Let's consider another example. This is fitting, because the Church often refers to herself as a "hospital for sinners" (a moniker which admits to the sins of members, by the way). Let's say there is a certain fever going around in a village. A doctor visits and prescribes a medicine. After a month, 90% of the villagers still have the fever. So the medicine is faulty, right? Not so fast! We need more information. As it turns out, 90% of the villagers stopped taking the medicine. The 10% who took the medicine no longer have the fever. In this example, one can't judge the medicine based on the actions of those not taking the medicine. Similarly, one can't judge Catholicism based on occasions when Catholicism is not practiced.

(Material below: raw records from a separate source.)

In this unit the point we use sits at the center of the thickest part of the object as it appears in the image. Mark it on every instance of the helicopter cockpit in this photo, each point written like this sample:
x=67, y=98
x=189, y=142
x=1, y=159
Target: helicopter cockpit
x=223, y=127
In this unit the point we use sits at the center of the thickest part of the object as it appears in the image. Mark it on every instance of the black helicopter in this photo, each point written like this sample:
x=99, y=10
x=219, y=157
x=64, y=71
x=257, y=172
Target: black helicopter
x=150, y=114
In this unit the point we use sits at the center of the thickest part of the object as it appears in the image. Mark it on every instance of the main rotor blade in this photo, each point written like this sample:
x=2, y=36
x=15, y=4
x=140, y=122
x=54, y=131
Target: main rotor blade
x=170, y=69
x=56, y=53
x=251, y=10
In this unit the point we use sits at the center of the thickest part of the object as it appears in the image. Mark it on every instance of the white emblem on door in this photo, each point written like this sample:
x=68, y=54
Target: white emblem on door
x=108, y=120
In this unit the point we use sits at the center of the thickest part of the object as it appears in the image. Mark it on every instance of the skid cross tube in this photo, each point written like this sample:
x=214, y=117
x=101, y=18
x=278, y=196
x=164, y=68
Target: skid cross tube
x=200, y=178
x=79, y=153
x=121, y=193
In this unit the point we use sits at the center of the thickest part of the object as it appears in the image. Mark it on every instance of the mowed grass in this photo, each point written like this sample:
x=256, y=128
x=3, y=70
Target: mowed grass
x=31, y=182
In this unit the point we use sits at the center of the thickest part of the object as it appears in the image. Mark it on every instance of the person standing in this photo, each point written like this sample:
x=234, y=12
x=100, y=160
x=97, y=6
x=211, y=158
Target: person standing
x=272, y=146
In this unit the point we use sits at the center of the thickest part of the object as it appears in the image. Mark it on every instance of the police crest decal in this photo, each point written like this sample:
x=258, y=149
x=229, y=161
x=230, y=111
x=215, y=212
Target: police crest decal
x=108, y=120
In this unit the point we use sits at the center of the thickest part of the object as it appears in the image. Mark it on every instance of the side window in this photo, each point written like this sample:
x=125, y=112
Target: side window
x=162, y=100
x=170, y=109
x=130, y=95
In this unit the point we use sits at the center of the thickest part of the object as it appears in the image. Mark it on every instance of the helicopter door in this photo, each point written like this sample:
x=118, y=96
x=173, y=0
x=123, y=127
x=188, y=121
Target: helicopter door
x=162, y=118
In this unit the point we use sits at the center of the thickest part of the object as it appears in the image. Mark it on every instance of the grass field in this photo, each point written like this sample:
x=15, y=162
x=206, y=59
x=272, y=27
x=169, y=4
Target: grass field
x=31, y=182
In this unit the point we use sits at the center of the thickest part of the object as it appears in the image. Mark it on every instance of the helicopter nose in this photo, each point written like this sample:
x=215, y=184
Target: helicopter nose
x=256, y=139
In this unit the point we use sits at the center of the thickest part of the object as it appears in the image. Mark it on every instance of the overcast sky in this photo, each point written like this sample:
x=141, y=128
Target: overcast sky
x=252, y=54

6. Never be a pawn of your time
Have you ever heard someone say, "The Catholic Church needs to get with the times?" or something like, "Too much Church teaching is out of step with 21st century thinking..." And you wondered, if the 21st century has the "right thinking," what happens when a flippant 22nd century blogger says "get with the times"? And what happens to, say, the idea that it is wrong to steal because the 18th century B.C. decried it in Hammurabi's Code?

And then, perhaps you asked yourself what relevance does a calendar date have on the soundness of a moral teaching?

If you ask these kinds of questions, then perhaps you prefer to live in accord with sound morals regardless of whether some other century taught them.

The early 20th century Catholic philosopher and convert G.K. Chesterton, in his essay "Why I Am a Catholic," said one of the reasons he became Catholic was: "[The Church] is the only thing that frees a man from the degrading slavery of being a child of his age."

This is not to say that a good development of moral thought cannot occur in the present day. But this is to say the date a moral teaching is asserted does not make it right or wrong. A person who attempts to align his teachings merely on the cultural zeitgeist of his day is indeed a "degraded slave," as Chesterton says. He is merely a pawn whose morals are on as firm a ground as the calendar date about to change.

That the Church is accused of not conforming to "the times" is indicative that "the times" are not a basis for the Church's teaching. Since, as we have posited here, moral truth is not subject to "time," it would be expected that one who asserts that truth would not use a clock to test its validity.

7. No coersion
In the 21st century, like many others focused on freedom, whether or not someone wishes to join the Church or depart is up to that person's free will. This is a long-standing Catholic teaching, as has been cited on this blog previously. e.g.:
[A Christian evangelizing a brother] does not drag him and force him, but leaves him his own master. (St. John Chrysostom, Homily on Romans, ca 390 A.D.)
(See similar quotes) To consider Catholicism is an enterprise in discernment. It is to examine the Church based on characteristics that would be native to a true Church. Previously on this blog, in "Is faith belief without evidence?" several evidences and qualities of a true Church were reviewed. There are many online resources collecting source material, Church documents, bloggers, multimedia, and more (e.g. Vatican, NewAdvent, EWTN, Catholic.com, Ave Maria Radio, Patheos Catholic blogs, Catholicforuminc testimonials/episodes, Sonitus Sanctus audio, etc.) There's also a good, free discussion forum at Catholic.com, frequented by this blogger, where visitors can converse with other Catholics and inquisitors about all things Church.

And the considerer of the Church may depart whenever he/she wishes. It's a type of "money back guarantee," if you will, without ever having to put up any money.

I invite anyone considering the Church or seeking to engage truth to make a list of what traits would be characteristic of truth. Test that criteria. Scrutinize it. If it fails logical fallacies, discard it. This is a good way to purify ones views and develop a sense of examining doctrines as true/false or right/wrong, and never merely something like "modern," "popular," or "comforting."

To quote Chesterton once more:
The difficulty of explaining 'why I am a Catholic' is that there are ten thousand reasons all amounting to one reason: that Catholicism is true.